It was cooler inside, but not by much. L4 had entered summer. He splashed his face from the sink tap, and filled the kettle too. He had to dig around a little in the pantry to find it, but it was still where he'd left it from Quat's last visit-- a tin of expensive black tea. He dropped it onto the counter and put a mug next to it.

'Thanks.' Quat propped himself on a stool at the bar, put his chin on his fist. 'Milk?'

'It's not new, but I think it's still fresh.' The expiry date on the bag was a few days out, still. He pulled out the jug for Quat to use. 'You mind if I have some, too?'

'Please.'

He liberated another mug from the tree. The stool next to Quat was open, but he couldn't bring himself to sit on it. He stayed on the kitchen side of the counter, fiddling with tea bags, and yanked the kettle off the base as soon as it started to boil. 'To what do I owe the visit?' he asked finally.

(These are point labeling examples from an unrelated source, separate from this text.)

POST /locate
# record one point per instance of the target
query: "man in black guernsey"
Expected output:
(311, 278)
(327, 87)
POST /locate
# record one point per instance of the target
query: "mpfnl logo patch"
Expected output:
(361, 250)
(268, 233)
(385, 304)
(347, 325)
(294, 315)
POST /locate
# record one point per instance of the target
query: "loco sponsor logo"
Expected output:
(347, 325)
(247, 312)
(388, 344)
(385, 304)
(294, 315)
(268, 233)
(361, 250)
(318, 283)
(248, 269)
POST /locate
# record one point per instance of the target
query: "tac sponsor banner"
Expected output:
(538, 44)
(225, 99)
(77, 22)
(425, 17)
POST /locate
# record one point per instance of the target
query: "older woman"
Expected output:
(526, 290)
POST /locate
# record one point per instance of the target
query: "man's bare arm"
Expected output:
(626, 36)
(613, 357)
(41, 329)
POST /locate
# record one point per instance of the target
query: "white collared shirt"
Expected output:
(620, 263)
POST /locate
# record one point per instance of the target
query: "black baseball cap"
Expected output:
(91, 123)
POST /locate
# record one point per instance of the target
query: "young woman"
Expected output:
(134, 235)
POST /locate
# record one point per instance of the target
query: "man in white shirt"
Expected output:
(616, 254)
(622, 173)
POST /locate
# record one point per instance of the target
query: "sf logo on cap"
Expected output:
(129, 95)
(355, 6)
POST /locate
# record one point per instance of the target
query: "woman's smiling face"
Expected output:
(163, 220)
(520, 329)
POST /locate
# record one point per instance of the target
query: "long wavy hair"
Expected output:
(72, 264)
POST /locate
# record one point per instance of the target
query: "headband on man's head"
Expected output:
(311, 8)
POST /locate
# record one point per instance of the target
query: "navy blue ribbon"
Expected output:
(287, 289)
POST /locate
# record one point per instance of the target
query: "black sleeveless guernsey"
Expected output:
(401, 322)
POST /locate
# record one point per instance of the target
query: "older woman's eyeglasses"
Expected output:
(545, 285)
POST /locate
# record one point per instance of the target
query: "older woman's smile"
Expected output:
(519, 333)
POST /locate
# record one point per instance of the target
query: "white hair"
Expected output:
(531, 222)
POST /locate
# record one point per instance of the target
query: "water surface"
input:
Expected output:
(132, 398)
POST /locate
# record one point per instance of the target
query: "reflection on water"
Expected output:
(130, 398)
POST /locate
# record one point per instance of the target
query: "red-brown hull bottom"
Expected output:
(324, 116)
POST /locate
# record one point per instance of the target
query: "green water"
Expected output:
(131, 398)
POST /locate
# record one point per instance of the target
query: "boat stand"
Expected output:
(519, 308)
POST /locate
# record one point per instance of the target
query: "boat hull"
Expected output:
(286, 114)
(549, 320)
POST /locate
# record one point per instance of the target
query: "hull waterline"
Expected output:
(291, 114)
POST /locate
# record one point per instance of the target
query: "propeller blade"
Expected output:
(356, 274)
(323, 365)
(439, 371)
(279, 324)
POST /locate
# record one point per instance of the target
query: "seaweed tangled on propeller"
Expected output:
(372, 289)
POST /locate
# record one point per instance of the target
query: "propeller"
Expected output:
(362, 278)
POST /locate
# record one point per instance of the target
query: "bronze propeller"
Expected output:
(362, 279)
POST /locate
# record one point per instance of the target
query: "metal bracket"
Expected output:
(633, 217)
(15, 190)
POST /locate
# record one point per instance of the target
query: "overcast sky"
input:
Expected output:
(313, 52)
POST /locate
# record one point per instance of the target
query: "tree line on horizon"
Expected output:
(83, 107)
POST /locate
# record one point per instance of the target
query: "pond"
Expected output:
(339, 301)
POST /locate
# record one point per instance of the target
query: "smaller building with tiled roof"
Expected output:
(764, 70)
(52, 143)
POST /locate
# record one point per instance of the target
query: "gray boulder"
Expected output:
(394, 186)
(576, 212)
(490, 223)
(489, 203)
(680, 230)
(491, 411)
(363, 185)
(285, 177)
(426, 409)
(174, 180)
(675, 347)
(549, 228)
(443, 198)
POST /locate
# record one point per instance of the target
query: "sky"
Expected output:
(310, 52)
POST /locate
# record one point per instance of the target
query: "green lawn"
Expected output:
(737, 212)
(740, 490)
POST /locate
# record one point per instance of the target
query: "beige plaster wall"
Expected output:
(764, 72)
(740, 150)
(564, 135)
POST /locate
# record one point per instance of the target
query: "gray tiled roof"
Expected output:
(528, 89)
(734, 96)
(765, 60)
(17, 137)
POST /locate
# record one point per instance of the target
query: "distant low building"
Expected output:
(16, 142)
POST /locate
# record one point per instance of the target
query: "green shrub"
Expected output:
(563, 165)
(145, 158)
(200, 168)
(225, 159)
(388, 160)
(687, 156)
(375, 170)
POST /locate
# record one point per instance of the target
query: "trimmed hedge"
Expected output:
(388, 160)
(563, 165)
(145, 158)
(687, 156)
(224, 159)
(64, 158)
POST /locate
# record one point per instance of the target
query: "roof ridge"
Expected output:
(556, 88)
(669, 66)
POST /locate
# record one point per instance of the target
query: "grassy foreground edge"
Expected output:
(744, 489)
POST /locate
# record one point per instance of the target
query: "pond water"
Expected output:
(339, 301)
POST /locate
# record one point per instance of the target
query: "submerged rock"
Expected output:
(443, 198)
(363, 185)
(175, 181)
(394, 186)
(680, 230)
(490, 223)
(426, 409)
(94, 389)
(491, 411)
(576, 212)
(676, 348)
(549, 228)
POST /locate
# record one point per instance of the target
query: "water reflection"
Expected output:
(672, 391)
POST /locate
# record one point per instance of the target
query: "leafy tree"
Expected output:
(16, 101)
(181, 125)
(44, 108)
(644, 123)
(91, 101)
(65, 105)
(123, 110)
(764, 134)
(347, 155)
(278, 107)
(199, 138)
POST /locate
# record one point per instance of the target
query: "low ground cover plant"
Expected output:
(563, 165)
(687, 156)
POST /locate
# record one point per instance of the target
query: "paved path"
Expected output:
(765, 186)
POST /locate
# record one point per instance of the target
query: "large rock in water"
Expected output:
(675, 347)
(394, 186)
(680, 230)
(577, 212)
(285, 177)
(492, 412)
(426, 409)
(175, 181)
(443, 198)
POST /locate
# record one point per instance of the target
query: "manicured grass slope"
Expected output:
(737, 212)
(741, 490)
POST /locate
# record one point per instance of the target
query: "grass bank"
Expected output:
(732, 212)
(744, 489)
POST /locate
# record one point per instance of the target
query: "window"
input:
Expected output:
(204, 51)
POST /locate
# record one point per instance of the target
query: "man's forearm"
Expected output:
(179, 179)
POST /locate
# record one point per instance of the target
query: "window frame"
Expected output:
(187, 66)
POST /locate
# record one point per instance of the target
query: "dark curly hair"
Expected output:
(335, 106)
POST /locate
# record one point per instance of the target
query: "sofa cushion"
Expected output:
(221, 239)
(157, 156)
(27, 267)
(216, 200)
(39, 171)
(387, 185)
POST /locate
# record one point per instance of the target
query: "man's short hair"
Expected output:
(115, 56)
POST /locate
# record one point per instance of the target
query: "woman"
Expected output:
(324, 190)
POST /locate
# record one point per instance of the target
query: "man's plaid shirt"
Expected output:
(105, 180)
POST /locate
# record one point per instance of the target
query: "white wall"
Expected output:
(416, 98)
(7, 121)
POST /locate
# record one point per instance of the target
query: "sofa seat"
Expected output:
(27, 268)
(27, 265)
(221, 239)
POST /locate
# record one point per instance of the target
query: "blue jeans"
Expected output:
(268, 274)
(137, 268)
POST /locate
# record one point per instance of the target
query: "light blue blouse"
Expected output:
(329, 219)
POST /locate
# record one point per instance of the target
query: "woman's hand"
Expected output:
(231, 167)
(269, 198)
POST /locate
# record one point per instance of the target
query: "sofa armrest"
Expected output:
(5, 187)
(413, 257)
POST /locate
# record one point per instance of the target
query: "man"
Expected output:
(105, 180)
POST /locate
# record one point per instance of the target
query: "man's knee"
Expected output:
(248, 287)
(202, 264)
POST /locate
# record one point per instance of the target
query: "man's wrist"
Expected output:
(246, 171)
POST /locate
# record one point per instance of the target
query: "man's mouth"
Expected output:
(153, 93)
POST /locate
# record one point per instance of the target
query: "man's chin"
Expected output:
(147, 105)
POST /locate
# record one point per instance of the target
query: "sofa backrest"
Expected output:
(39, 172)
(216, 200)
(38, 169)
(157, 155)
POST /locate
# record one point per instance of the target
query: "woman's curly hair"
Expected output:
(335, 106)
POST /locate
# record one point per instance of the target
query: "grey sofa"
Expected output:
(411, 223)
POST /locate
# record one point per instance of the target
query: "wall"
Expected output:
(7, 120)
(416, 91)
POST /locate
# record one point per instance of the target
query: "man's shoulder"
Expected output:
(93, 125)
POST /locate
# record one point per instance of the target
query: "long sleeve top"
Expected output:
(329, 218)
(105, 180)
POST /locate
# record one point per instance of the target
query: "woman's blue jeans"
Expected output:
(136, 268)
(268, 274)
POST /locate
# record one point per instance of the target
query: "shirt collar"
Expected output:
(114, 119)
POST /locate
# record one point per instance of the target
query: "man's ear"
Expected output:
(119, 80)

'Taking a day,' Quat said, and sipped his tea. 'You?'

'I had two weeks off from work.'

'The time you were planning on having Kae off in London.'

He looked up. Not a tease. Not even a swipe at him. Just an observation. Quat had little lines by his eyes, creases that went deep as he stared down at his tea.

'Yeah,' he said. 'So I figured I'd just finish out my time off. Do some chores. Catch up on television.' He wiped a flannel over a non-existent spill on the counter, and found a spot to stand that didn't feel too exposed, in the corner between the stove and the fridge.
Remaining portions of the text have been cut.